November 14, 2019 – Two Paths Toward the Same Door
The day that almost ended Nathaniel’s life started out dull.
His routine, preserved in digital trail and eyewitness accounts, reads like any overworked Manhattan professional’s Thursday.
6:45 a.m. – Alarm.
Short run, slower than his pre-debt-marathon days.
Quick shower.
Coffee at home, made by Veronica — an unusual gesture that he read as affection and detectives later read as choreography.
“Late meeting tonight,” he told her, checking his phone.
“Might be home around 7:30.”
“I’ll wait for you,” she answered, kissing him lightly.
“Be safe.”
He left, thinking he was coming home to a wife and dinner.
She stayed, thinking she was counting down the last hours of his life.
Nathaniel’s day was documented by:
Office keycard swipes
Emails sent
A lunch receipt with his best friend Oliver
“You seem happy,” Oliver told him. “Considering everything.”
“Life is good,” Nathaniel said. “Really good.”

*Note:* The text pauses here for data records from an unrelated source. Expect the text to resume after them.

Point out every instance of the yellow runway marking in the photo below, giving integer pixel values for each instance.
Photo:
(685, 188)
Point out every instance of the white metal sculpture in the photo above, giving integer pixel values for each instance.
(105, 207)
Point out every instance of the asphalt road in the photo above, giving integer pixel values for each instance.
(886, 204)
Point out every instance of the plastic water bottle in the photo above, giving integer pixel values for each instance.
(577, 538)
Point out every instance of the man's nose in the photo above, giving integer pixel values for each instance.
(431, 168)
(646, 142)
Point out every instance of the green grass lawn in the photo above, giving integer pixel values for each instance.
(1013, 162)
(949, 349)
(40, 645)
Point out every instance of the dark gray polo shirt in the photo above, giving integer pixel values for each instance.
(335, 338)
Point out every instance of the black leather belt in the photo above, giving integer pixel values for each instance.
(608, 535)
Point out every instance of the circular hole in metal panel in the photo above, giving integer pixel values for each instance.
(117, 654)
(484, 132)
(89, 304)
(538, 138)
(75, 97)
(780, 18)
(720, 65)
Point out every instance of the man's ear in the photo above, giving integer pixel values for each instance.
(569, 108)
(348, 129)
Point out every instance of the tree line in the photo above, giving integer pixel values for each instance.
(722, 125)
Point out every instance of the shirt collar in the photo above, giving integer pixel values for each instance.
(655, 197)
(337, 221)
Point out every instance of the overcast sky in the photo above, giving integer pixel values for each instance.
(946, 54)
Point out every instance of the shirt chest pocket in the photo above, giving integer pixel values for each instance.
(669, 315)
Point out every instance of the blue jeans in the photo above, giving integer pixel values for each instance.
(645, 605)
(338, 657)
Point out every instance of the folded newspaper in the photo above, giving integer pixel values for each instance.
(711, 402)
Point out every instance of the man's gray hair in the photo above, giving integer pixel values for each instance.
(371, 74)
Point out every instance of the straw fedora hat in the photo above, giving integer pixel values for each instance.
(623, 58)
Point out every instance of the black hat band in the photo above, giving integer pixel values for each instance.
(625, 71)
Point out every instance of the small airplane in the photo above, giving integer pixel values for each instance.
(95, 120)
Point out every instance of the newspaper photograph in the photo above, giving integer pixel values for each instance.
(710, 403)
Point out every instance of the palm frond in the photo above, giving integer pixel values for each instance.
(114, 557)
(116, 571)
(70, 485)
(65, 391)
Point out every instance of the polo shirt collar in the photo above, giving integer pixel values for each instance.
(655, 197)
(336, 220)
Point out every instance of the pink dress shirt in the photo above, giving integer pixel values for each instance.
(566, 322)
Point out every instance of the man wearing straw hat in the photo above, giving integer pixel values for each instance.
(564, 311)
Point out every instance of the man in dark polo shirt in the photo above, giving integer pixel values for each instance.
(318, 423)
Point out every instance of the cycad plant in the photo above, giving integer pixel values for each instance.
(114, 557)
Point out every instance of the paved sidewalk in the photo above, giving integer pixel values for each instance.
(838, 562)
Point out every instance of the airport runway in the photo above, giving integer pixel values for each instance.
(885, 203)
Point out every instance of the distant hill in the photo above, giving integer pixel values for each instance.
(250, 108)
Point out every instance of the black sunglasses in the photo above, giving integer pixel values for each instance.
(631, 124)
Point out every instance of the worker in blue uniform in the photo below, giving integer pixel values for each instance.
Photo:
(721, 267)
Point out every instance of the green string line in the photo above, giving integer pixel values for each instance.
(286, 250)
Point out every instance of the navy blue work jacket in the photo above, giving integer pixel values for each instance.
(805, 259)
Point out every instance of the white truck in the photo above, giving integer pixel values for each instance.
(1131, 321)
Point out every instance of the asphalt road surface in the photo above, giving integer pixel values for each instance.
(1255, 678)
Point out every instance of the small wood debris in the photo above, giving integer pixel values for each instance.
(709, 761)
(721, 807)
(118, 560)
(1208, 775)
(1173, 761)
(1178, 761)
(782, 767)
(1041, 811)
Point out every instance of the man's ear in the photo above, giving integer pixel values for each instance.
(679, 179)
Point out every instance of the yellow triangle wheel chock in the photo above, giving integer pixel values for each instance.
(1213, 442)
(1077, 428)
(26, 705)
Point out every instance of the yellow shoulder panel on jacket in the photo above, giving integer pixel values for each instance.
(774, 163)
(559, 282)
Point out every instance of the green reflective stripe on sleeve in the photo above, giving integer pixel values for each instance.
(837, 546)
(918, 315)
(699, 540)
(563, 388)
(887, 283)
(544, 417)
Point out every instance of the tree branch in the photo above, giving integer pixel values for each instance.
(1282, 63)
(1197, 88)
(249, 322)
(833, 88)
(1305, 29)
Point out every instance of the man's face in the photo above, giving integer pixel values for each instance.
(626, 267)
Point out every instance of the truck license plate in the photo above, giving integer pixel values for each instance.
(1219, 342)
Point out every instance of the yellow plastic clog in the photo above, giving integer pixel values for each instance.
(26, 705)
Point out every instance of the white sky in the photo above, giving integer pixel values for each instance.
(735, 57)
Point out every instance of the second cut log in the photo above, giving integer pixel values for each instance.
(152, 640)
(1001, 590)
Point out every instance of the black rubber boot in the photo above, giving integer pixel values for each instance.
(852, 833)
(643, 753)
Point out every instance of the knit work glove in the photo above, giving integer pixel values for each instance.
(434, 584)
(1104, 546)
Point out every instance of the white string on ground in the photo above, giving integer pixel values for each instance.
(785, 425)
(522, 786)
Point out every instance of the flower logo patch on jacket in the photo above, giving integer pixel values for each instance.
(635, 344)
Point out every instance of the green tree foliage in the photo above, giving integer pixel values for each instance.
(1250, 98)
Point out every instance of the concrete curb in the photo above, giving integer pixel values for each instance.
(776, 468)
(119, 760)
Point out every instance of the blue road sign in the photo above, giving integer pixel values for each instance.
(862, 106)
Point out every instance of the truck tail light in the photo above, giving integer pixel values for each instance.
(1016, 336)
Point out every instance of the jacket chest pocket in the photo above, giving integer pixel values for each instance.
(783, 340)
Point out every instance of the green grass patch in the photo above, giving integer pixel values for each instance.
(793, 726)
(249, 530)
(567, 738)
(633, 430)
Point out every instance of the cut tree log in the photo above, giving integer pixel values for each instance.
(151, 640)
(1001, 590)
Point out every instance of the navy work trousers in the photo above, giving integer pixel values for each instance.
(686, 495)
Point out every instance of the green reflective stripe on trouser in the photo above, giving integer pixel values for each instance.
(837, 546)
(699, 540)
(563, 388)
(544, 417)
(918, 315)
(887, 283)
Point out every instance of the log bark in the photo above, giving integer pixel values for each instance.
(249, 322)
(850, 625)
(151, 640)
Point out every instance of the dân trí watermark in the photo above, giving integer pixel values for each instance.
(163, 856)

At 5:30 p.m., he wrapped up work. At 6:15, his MetroCard was recorded entering the subway system.
At 7:28 p.m., a corner store camera filmed him buying white roses — Veronica’s favorite.
The receipt was timestamped 7:29 p.m.
While he moved through this predictable routine, Veronica’s day looked very different.
At 9:00 a.m., building cameras recorded her leaving the apartment.
At 9:15, her cell phone went dark.
No calls. No texts. No GPS pings.
Nearly 10 hours of digital silence.
For someone who lived on her phone, friends later said, that kind of blackout was deeply out of character.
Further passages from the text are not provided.